После её слов стало ясно, что Алёна его попросту боится. Нахмурившись, Александра позволила себе обернуться через плечо и взглянуть на молодого князя ещё раз. Он с обворожительной нежной улыбкой говорил что-то сестре, но, почувствовав на себе взгляд Александры, сменил улыбку на усмешку, полную ненависти и презрения. Саша поспешила отвернуться и спросила:
– Ты думаешь, он может помешать вашему браку? – она хотела сказать «вашему счастью», но в последний момент поправила саму себя.
– Если кто и может, то только он, – отозвалась Алёна, остановившись возле накрытого стола, что стоял в широкой, просторной гостиной. – У этого мальчика огромные связи и власти едва ли не больше, чем у его отца.
«Не такой уж он и мальчик», – мысленно сказала ей на это Александра, вновь провожая взглядом Мишеля, остановившегося с другой стороны, рука об руку с Катериной. Та с любопытством разглядывала изысканное убранство стола, с таким видом, как будто ничто в целом мире её больше не тревожило. В доме у Волконских всегда знали толк в угощениях, а княжна была так голодна, что на время заставила себя позабыть о насущных проблемах.
– Кого посадим во главе стола, на место матушки? – поинтересовался Мишель у подошедшего к ним Гордеева. Алёна закатила глаза, пользуясь тем, что стоит спиной к гостям, и, кроме Александры, никто не видит выражение её лица. Молодому князю было явно мало выяснений отношений на сегодня, и он жаждал продолжения, но Гордеев решил не поддаваться на провокацию.
– Пускай сядет Катерина, наша маленькая хозяйка! – с примирительной улыбкой сказал он.

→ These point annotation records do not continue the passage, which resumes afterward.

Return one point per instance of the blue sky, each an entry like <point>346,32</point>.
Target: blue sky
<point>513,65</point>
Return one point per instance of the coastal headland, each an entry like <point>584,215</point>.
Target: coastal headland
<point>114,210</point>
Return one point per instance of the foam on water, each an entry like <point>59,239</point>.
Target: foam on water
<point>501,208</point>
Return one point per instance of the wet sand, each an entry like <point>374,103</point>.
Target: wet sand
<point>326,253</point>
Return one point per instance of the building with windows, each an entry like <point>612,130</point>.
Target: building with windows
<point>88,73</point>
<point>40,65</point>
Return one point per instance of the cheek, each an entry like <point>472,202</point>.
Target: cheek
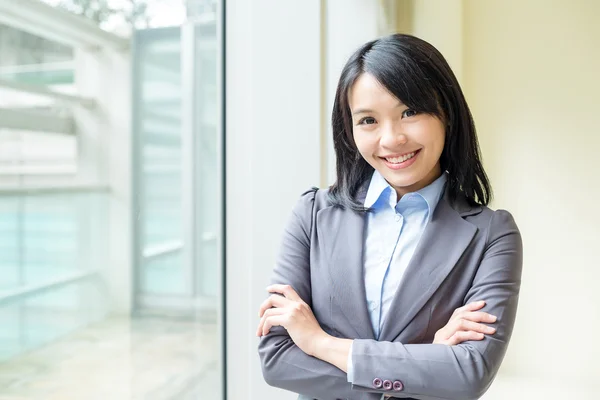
<point>364,145</point>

«А я-то, наверное, со своей стороны и вовсе должна кланяться в ножки и благодарить, что мне позволили присутствовать на званом обеде у господ, – ехидно подумала Александра, глядя на Ивана Кирилловича. – Спасибо, родной, что не заставил сидеть на полу у дверей и подбирать объедки с барского стола! Какая невероятная щедрость с твоей стороны!»
Как следствие, взгляд её плавно перешёл с Гордеева на Ксению. Та по-прежнему кокетливо обнимала его руку, из-под полуопущенных ресниц рассматривая то Алёну, то Сашино скромное платье, и томно улыбалась уголками губ. Теперь, когда удалось, наконец, рассмотреть невесту князя получше, Александра пришла к выводу, что барышня Митрофанова могла бы претендовать на звание самой красивой девушки в мире, если бы не злоба, застывшая в изящных чертах лица.
И ведь, казалось бы, Ксения была единственной, кто пока ещё не подавал явных признаков агрессии, а, скорее наоборот, пыталась утихомирить Мишеля и не дать разрастись конфликту, но, увы, Александре она не понравилась ещё больше, чем острая на язык Катерина.
Княжна была – как там Алёна выразилась? – всего лишь обиженным ребёнком, не получившим свою порцию родительского внимания, но Ксения… нет, Ксения смотрела на них с пренебрежением и брезгливостью, всем своим видом показывая, как ей, столбовой дворянке, претит общество простых смертных.